Или дарила дроле утирку собственного тканья – с тайно вплетёнными в ней своими волосами.

А по обретении жениха подавала знак всему миру лентой ровно на полкосы.

Перед венчанием в церковной каморке подружки под слёзные причитания распускали ей девичью цельность, делили по-бабьи надвое.

А за свадебным столом молодой муж обрезал концы её кос в знак власти над ней. И потом уже никто не видел её простоволосой. «С непокрытой головой затаскает домовой». Наставало время родить – косы в роспуск! А опростается, так повитуха с правого виска у неё срежет прядь и ею перетянет пуповину.

В тягостную минуту жизни будет она закатывать свой волос в воск и кидать в реку. Коли не утонет – напасть пронесёт. Сядет на пашню перед севом и ну дёргать себя за волосы, чтобы из земли шибче прорастало. Боже сохрани, конечно, но коли сведёт в рукопашную с соперницей, тогда уж тоже непременно за волосы её, проклятую, за волосы!
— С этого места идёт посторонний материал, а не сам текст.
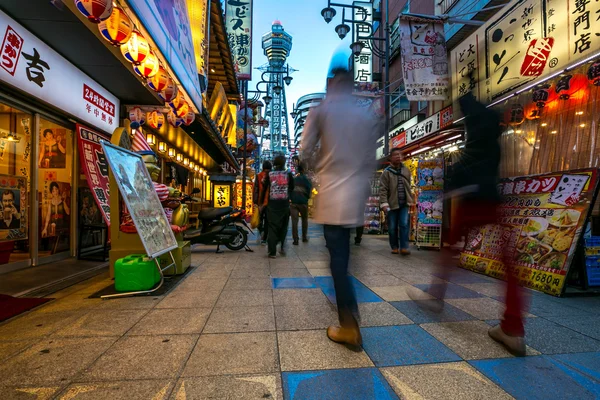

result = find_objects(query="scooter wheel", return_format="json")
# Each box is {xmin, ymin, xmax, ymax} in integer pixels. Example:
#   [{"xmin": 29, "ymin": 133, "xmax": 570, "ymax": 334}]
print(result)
[{"xmin": 225, "ymin": 228, "xmax": 248, "ymax": 251}]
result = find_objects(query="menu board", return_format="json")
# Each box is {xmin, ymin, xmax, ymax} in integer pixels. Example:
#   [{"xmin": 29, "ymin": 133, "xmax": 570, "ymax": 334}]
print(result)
[
  {"xmin": 460, "ymin": 168, "xmax": 598, "ymax": 296},
  {"xmin": 100, "ymin": 141, "xmax": 177, "ymax": 258}
]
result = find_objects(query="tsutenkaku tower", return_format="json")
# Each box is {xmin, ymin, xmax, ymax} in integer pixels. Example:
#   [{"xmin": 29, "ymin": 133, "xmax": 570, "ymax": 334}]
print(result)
[{"xmin": 261, "ymin": 21, "xmax": 292, "ymax": 158}]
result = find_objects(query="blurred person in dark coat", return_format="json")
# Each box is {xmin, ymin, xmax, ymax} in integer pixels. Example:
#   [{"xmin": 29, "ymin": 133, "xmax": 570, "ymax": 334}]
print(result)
[{"xmin": 302, "ymin": 64, "xmax": 383, "ymax": 346}]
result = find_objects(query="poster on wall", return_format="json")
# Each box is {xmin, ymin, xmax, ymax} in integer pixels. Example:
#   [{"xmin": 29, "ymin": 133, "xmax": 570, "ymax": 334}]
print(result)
[
  {"xmin": 400, "ymin": 16, "xmax": 450, "ymax": 101},
  {"xmin": 0, "ymin": 175, "xmax": 28, "ymax": 242},
  {"xmin": 100, "ymin": 141, "xmax": 177, "ymax": 258},
  {"xmin": 460, "ymin": 169, "xmax": 599, "ymax": 296},
  {"xmin": 77, "ymin": 125, "xmax": 110, "ymax": 226}
]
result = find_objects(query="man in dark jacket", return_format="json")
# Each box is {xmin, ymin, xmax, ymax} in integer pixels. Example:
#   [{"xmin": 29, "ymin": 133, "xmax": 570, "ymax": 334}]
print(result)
[
  {"xmin": 379, "ymin": 149, "xmax": 414, "ymax": 256},
  {"xmin": 290, "ymin": 164, "xmax": 312, "ymax": 246}
]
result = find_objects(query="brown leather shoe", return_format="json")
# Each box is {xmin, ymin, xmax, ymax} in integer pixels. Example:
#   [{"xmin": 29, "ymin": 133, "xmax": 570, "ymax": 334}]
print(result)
[{"xmin": 327, "ymin": 326, "xmax": 362, "ymax": 347}]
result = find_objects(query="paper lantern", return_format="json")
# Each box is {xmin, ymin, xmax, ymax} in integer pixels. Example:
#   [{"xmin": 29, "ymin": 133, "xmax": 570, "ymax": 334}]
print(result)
[
  {"xmin": 555, "ymin": 74, "xmax": 588, "ymax": 100},
  {"xmin": 129, "ymin": 107, "xmax": 146, "ymax": 129},
  {"xmin": 148, "ymin": 111, "xmax": 165, "ymax": 129},
  {"xmin": 175, "ymin": 100, "xmax": 190, "ymax": 118},
  {"xmin": 504, "ymin": 104, "xmax": 525, "ymax": 126},
  {"xmin": 523, "ymin": 103, "xmax": 542, "ymax": 120},
  {"xmin": 169, "ymin": 91, "xmax": 186, "ymax": 110},
  {"xmin": 121, "ymin": 31, "xmax": 150, "ymax": 65},
  {"xmin": 182, "ymin": 110, "xmax": 196, "ymax": 126},
  {"xmin": 588, "ymin": 62, "xmax": 600, "ymax": 86},
  {"xmin": 160, "ymin": 80, "xmax": 179, "ymax": 103},
  {"xmin": 148, "ymin": 67, "xmax": 171, "ymax": 92},
  {"xmin": 75, "ymin": 0, "xmax": 113, "ymax": 24},
  {"xmin": 167, "ymin": 111, "xmax": 183, "ymax": 128},
  {"xmin": 133, "ymin": 52, "xmax": 160, "ymax": 78},
  {"xmin": 98, "ymin": 7, "xmax": 133, "ymax": 46}
]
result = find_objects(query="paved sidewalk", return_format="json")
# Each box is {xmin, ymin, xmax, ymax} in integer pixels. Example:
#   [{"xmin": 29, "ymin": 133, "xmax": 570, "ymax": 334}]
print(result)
[{"xmin": 0, "ymin": 227, "xmax": 600, "ymax": 400}]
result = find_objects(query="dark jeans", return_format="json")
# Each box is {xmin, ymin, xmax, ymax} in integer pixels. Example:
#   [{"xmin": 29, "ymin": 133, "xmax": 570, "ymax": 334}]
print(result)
[
  {"xmin": 323, "ymin": 225, "xmax": 359, "ymax": 328},
  {"xmin": 388, "ymin": 205, "xmax": 410, "ymax": 250},
  {"xmin": 267, "ymin": 206, "xmax": 290, "ymax": 256},
  {"xmin": 290, "ymin": 204, "xmax": 308, "ymax": 242}
]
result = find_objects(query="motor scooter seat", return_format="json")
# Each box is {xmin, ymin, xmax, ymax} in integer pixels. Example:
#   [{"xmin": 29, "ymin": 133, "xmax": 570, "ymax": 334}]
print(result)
[{"xmin": 198, "ymin": 207, "xmax": 233, "ymax": 220}]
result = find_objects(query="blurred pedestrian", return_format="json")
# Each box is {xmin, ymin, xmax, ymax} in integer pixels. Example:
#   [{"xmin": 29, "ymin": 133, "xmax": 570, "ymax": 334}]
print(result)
[
  {"xmin": 290, "ymin": 164, "xmax": 312, "ymax": 246},
  {"xmin": 302, "ymin": 65, "xmax": 383, "ymax": 346},
  {"xmin": 409, "ymin": 93, "xmax": 526, "ymax": 356},
  {"xmin": 379, "ymin": 149, "xmax": 415, "ymax": 256},
  {"xmin": 252, "ymin": 161, "xmax": 273, "ymax": 245},
  {"xmin": 260, "ymin": 155, "xmax": 294, "ymax": 258}
]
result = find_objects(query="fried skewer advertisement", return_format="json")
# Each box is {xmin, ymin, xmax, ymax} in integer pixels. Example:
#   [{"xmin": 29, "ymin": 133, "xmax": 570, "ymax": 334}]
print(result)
[{"xmin": 460, "ymin": 169, "xmax": 598, "ymax": 296}]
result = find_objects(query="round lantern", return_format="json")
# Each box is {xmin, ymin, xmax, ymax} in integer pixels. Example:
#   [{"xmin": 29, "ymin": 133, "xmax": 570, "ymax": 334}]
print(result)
[
  {"xmin": 182, "ymin": 110, "xmax": 196, "ymax": 126},
  {"xmin": 167, "ymin": 111, "xmax": 183, "ymax": 128},
  {"xmin": 148, "ymin": 67, "xmax": 171, "ymax": 92},
  {"xmin": 175, "ymin": 100, "xmax": 190, "ymax": 118},
  {"xmin": 98, "ymin": 7, "xmax": 133, "ymax": 46},
  {"xmin": 169, "ymin": 91, "xmax": 185, "ymax": 110},
  {"xmin": 129, "ymin": 107, "xmax": 146, "ymax": 129},
  {"xmin": 160, "ymin": 80, "xmax": 179, "ymax": 103},
  {"xmin": 121, "ymin": 31, "xmax": 150, "ymax": 64},
  {"xmin": 555, "ymin": 74, "xmax": 588, "ymax": 100},
  {"xmin": 588, "ymin": 62, "xmax": 600, "ymax": 86},
  {"xmin": 75, "ymin": 0, "xmax": 113, "ymax": 24},
  {"xmin": 148, "ymin": 111, "xmax": 165, "ymax": 129},
  {"xmin": 133, "ymin": 52, "xmax": 160, "ymax": 79},
  {"xmin": 523, "ymin": 103, "xmax": 542, "ymax": 120},
  {"xmin": 504, "ymin": 104, "xmax": 525, "ymax": 126}
]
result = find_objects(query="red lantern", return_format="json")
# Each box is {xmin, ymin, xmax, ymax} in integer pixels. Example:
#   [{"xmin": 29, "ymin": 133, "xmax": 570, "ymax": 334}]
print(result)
[
  {"xmin": 504, "ymin": 104, "xmax": 525, "ymax": 126},
  {"xmin": 160, "ymin": 80, "xmax": 179, "ymax": 103},
  {"xmin": 148, "ymin": 67, "xmax": 171, "ymax": 92},
  {"xmin": 75, "ymin": 0, "xmax": 113, "ymax": 24},
  {"xmin": 555, "ymin": 74, "xmax": 588, "ymax": 100},
  {"xmin": 98, "ymin": 7, "xmax": 133, "ymax": 46},
  {"xmin": 523, "ymin": 103, "xmax": 542, "ymax": 120},
  {"xmin": 121, "ymin": 31, "xmax": 150, "ymax": 64}
]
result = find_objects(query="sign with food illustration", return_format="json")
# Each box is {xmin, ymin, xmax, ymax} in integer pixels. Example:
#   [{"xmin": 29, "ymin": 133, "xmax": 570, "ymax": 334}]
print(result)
[{"xmin": 460, "ymin": 168, "xmax": 599, "ymax": 296}]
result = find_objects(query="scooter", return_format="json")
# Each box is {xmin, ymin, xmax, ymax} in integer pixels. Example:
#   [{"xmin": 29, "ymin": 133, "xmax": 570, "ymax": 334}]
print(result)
[{"xmin": 183, "ymin": 207, "xmax": 254, "ymax": 253}]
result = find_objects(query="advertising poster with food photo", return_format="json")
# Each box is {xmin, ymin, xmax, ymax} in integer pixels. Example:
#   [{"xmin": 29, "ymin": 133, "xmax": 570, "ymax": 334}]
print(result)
[{"xmin": 460, "ymin": 169, "xmax": 598, "ymax": 296}]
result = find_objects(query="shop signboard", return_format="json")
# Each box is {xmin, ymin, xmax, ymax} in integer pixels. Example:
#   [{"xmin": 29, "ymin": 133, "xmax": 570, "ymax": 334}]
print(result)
[
  {"xmin": 406, "ymin": 106, "xmax": 454, "ymax": 146},
  {"xmin": 352, "ymin": 1, "xmax": 373, "ymax": 84},
  {"xmin": 0, "ymin": 11, "xmax": 120, "ymax": 134},
  {"xmin": 77, "ymin": 125, "xmax": 110, "ymax": 226},
  {"xmin": 400, "ymin": 16, "xmax": 450, "ymax": 101},
  {"xmin": 460, "ymin": 168, "xmax": 599, "ymax": 296},
  {"xmin": 100, "ymin": 141, "xmax": 177, "ymax": 258},
  {"xmin": 225, "ymin": 0, "xmax": 254, "ymax": 81},
  {"xmin": 450, "ymin": 0, "xmax": 600, "ymax": 103},
  {"xmin": 127, "ymin": 0, "xmax": 202, "ymax": 111}
]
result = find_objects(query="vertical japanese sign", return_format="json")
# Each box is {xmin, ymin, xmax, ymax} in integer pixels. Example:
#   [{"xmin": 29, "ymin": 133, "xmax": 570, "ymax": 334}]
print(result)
[
  {"xmin": 353, "ymin": 1, "xmax": 373, "ymax": 84},
  {"xmin": 77, "ymin": 125, "xmax": 110, "ymax": 226},
  {"xmin": 400, "ymin": 17, "xmax": 450, "ymax": 101},
  {"xmin": 225, "ymin": 0, "xmax": 253, "ymax": 81},
  {"xmin": 0, "ymin": 11, "xmax": 119, "ymax": 134},
  {"xmin": 460, "ymin": 168, "xmax": 599, "ymax": 296}
]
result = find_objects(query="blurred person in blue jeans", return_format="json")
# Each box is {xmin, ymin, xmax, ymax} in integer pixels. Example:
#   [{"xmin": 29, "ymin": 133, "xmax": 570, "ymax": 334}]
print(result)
[
  {"xmin": 379, "ymin": 149, "xmax": 415, "ymax": 256},
  {"xmin": 302, "ymin": 65, "xmax": 383, "ymax": 346}
]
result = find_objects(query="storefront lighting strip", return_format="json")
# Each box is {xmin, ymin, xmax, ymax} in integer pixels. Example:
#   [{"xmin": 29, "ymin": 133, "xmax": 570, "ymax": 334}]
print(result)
[{"xmin": 454, "ymin": 52, "xmax": 600, "ymax": 124}]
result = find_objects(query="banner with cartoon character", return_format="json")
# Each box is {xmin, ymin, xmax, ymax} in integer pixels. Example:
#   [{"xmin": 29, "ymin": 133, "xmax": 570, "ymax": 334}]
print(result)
[{"xmin": 460, "ymin": 168, "xmax": 599, "ymax": 296}]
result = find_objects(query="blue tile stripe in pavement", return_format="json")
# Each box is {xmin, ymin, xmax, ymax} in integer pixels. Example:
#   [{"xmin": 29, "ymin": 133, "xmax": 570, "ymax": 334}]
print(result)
[
  {"xmin": 282, "ymin": 368, "xmax": 398, "ymax": 400},
  {"xmin": 470, "ymin": 353, "xmax": 600, "ymax": 400},
  {"xmin": 361, "ymin": 325, "xmax": 462, "ymax": 367},
  {"xmin": 315, "ymin": 276, "xmax": 383, "ymax": 304},
  {"xmin": 271, "ymin": 277, "xmax": 317, "ymax": 289}
]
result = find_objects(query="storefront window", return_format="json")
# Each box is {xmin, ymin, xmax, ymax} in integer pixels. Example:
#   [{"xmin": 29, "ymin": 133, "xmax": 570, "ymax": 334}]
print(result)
[
  {"xmin": 0, "ymin": 104, "xmax": 33, "ymax": 265},
  {"xmin": 36, "ymin": 119, "xmax": 77, "ymax": 257}
]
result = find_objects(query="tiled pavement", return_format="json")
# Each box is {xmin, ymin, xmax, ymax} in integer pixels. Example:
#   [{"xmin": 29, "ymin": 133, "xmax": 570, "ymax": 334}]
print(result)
[{"xmin": 0, "ymin": 223, "xmax": 600, "ymax": 400}]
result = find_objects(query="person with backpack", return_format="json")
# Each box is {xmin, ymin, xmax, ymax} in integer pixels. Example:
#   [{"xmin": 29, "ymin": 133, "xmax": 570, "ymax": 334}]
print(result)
[
  {"xmin": 259, "ymin": 155, "xmax": 294, "ymax": 258},
  {"xmin": 290, "ymin": 164, "xmax": 312, "ymax": 246}
]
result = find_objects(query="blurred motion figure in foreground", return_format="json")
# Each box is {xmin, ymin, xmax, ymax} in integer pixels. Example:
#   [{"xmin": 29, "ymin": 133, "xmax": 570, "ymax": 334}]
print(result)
[{"xmin": 302, "ymin": 66, "xmax": 381, "ymax": 346}]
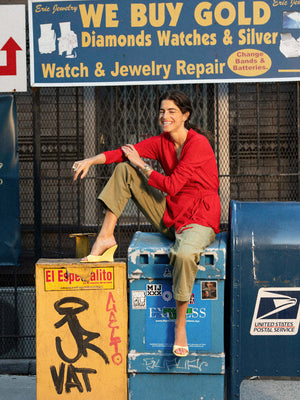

Случится и к колдунье идти на поклон. Той тоже волосы подавай, чтобы она из них венчик сплела, на свою безбожную голову надела, только тогда верной будет её ворожба…

18

Случайное зачатье, когда «ветром надуло», обратная сторона зачатья непорочного «от Ангела». Тоже отклонение от правила. Тоже производит смущение в умах и выделяет женщину из общего круга.